Commonplace—if somewhat grim—unsocial event known as a necktie party, the guest of dishonor a cowboy named Joe Caswell, just a moment away from a rope, a short dance several feet off the ground, and then the dark eternity of all evil men. Mr. Joe Caswell, who, when the good Lord passed out a conscience, a heart, a feeling for fellow men, must have been out for a beer and missed out. Mr. Joe Caswell, in the last, quiet moment of a violent life.

==Plot==
In 1880, an outlaw cowboy named Joe Caswell is about to be hanged for murder. But as the noose tightens around his neck, he suddenly disappears and finds himself in 1960, in the laboratory of Professor Manion. Manion explains that he used a time machine to pluck Caswell from the past. But when Manion sees the rope burns around Caswell's neck, and hears his admission that in his life he had murdered over twenty men, he knows he must try to send Caswell back.

The discussion leads to an argument. Caswell attacks Manion, killing him with a desk lamp. He then flees from the laboratory into a busy street, but is overwhelmed by the lights and the noise: He has manic reactions to a public phone booth, to jukebox and television set at a local bar, and he returns to the lab, distraught and desperate.
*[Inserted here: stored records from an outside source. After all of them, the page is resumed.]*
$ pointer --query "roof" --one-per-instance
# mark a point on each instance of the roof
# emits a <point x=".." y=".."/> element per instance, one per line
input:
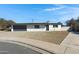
<point x="38" y="23"/>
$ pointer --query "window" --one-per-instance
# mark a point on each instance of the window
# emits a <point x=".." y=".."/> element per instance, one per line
<point x="55" y="25"/>
<point x="36" y="26"/>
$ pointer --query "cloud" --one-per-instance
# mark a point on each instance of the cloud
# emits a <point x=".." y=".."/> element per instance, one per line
<point x="53" y="9"/>
<point x="58" y="7"/>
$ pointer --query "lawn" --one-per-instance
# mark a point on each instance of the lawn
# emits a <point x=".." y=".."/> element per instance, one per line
<point x="53" y="37"/>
He breaks down, pleading for the dead scientist to help him.

A thief named Paul Johnson enters the lab. Caswell fights with Johnson, but Johnson gets the upper hand and strangles Caswell with the cord from the window curtains. As Johnson tries to find Manion's safe, he accidentally activates the time machine and is sent back to 1880, appearing in the noose intended for Caswell, just in time to be hanged. The witnesses to the hanging are shocked to see a stranger's body, in strange clothes, in place of Caswell. They question whether this was the Devil's work or some other power's, and whether they have just executed an innocent man.

==Closing narration==

This is November 1880, the aftermath of a necktie party. The victim's name—Paul Johnson, a minor-league criminal and the taker of another human life. No comment on his death save this: justice can span years. Retribution is not subject to a calendar. Tonight's case in point in The Twilight Zone.